Title: Effect of bedding material on air quality of bedded manure packs in livestock facilities

item ABATTI, SARAH JANE - Former ARS Employee
item Spiehs, Mindy
item Brown-Brandl, Tami
item Miller, Daniel
item Parker, David

Submitted to: Midwestern Section of the American Society of Animal Science
Publication Type: Abstract Only
Publication Acceptance Date: 12/1/2011
Publication Date: 3/21/2012
Citation: Abatti, S., Spiehs, M.J., Brown-Brandl, T.M., Miller, D.N., Parker, D.B. 2012. Effect of bedding material on air quality of bedded manure packs in livestock facilities. Midwestern Section of the American Society of Animal Science. 90 (Supplement 2):129 (Abstract 334P).

Interpretive Summary:

Technical Abstract: Materials such as corn stover and wood chips are often used for bedding in livestock facilities. Bedding materials may affect air quality emissions from livestock facilities.
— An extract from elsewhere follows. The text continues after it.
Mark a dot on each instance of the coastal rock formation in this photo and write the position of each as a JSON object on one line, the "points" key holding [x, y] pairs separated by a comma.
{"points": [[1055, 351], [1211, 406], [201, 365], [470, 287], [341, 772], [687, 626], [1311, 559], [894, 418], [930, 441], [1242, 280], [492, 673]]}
The objective of this study was to determine how different bedding materials affect air quality. Beef manure from cattle fed a dry-rolled corn finishing diet was added to corn stover (CS), pine chips (PC), dry cedar chips (DCC), and green cedar chips (GCC) in lab-scaled bedded manure packs. Headspace concentrations were monitored for odorous volatile organic compounds (VOC), NH3, CO2, CH4, and N2O. Air samples were collected from the headspace of the bedded packs on d 0, 7, 14, 21, 28, 35, and 42 for NH3, CO2, CH4, and N2O analyses and on d 0, 21, and 42 for VOC analyses. Concentrations of CO2 and N2O were similar among bedding materials (P = 0.17). Concentrations of CO2 and N2O increased throughout the 42 day study (P < 0.01). Methane was similar for all treatments except for PC, which was higher than all other treatments on d 35. Ammonia was highest in packs containing PC and lowest in packs with DCC and GCC (P < 0.01). Ammonia concentrations increased for all bedding materials to d 28 and then began to decline (P < 0.01). Sulfur-containing and aromatic VOC were similar for the two cedar products (P = 0.14), but concentrations of both VOC were higher in packs containing DCC compared to PC or CS (P < 0.01). Results of this study indicate that use of cedar products as bedding material may decrease NH3 concentration but will increase the concentration of odorous VOC compared to PC or CS.